Differentiable Neural Computer

This is my attempt at implementing Differentiable Neural Computer.

Differentiable Neural Computer (DNC) is the recent creation from Google DeepMind that was published in Nature under the name Hybrid computing using a neural network with dynamic external memory.

It's a recurrent neural network which includes a large number of preset operations that model various memory storage and management mechanisms.

In a way it is modular; DNC embeds another neural network inside it reffered to as the "controller". Controller can be anything that's differentiable: feedforward network, vanilla RNN, LSTM etc.
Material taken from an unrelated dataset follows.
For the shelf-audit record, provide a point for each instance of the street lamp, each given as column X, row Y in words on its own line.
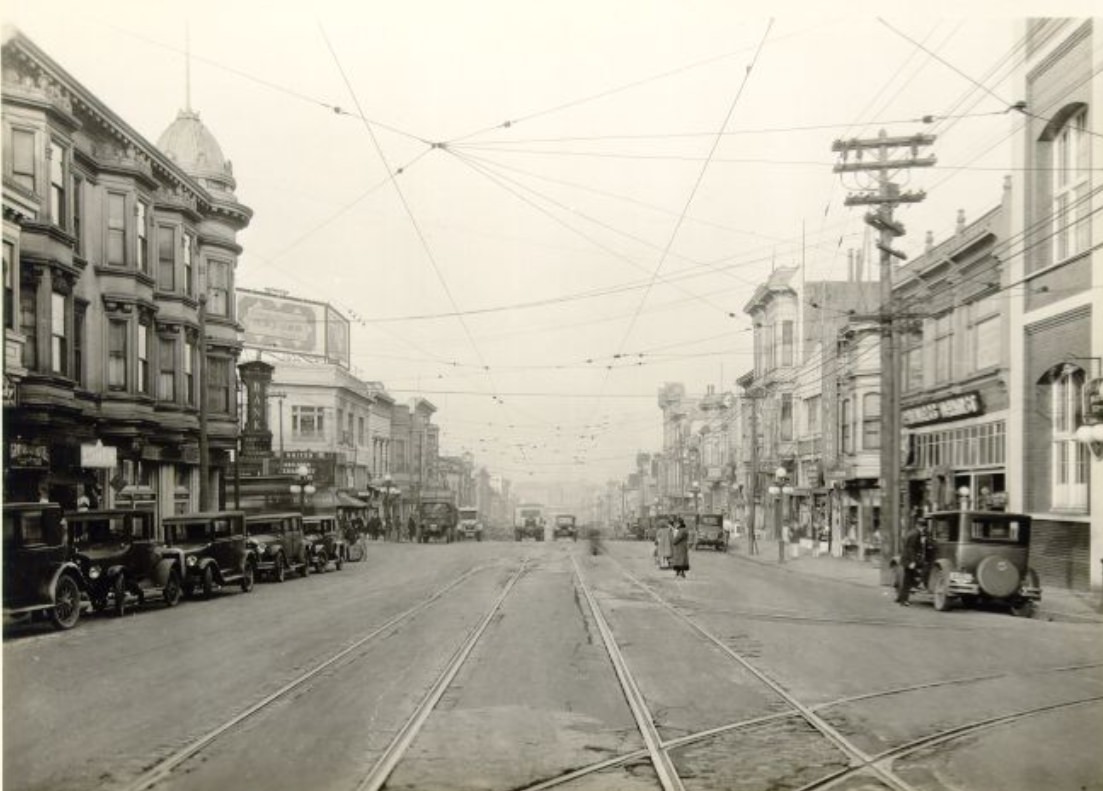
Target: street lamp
column 780, row 489
column 303, row 484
Even if the controller is not a recurrent neural network, the combined system is recurrent.

This implementation includes three tasks from the original paper: copy task, repeat copy task and bAbI question answering task.
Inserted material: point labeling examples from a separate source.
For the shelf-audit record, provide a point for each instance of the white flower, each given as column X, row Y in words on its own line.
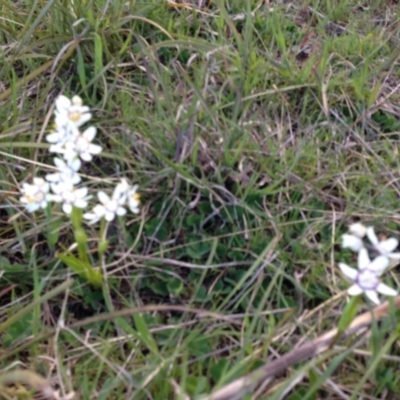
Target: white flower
column 109, row 208
column 67, row 171
column 383, row 247
column 81, row 146
column 134, row 199
column 64, row 192
column 352, row 242
column 73, row 110
column 358, row 229
column 366, row 278
column 35, row 196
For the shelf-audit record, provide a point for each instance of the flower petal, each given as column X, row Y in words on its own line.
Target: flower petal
column 349, row 272
column 394, row 256
column 103, row 197
column 389, row 245
column 67, row 208
column 89, row 133
column 62, row 103
column 386, row 290
column 373, row 296
column 95, row 149
column 372, row 236
column 363, row 259
column 121, row 211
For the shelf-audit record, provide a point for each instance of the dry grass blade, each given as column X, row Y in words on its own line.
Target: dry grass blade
column 308, row 350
TensorFlow 1.2.rc0 and Python 3.6 were used in the implementation.

Basic usage instructions

To start the DNC with feedforward controller on the copy task with curriculum learning just run the main.py file. It should work out of the box and all the memory operations will be automatically visualized in Tensorboard.
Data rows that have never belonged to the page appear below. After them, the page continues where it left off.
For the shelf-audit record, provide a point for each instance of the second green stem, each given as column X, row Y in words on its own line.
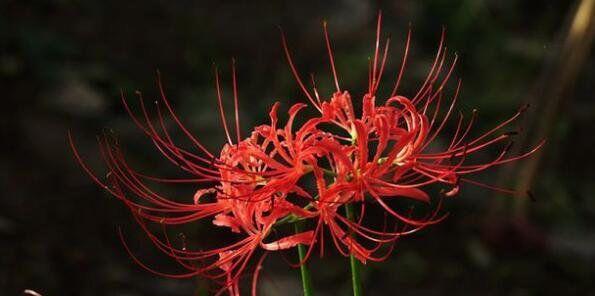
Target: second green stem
column 305, row 273
column 356, row 280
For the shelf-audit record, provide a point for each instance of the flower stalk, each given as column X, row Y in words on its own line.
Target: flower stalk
column 304, row 271
column 354, row 264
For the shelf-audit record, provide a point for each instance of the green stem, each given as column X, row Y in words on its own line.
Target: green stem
column 356, row 280
column 305, row 273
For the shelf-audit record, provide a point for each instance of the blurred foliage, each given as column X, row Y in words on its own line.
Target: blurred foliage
column 64, row 62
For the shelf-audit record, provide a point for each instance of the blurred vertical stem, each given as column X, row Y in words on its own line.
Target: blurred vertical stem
column 305, row 273
column 354, row 263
Code is written in a modular way so you can also pass a different controller to the DNC initialization. LSTM controller is already provided and you can pass it to DNC by just uncommenting it in main.py.

You can also test just the LSTM network by running its .run_session method (you also need to provide the output size when initializing)

Copy and repeat copy tasks

Copy tasks are a sort of sanity check. They're fast to run and easy to visualize. The network is presented with a sequence of vectors and tasked to recall them entirely from memory, in the same order. During the recall phase, no inputs are presented to the network in order to ensure that the network has actually stored all the vectors in memory (unlike in various char-rnn networks).

The sequences show above are sample input and output sequences from the repeat copy task. X axis represents time steps while Y axis represents elements of the vectors.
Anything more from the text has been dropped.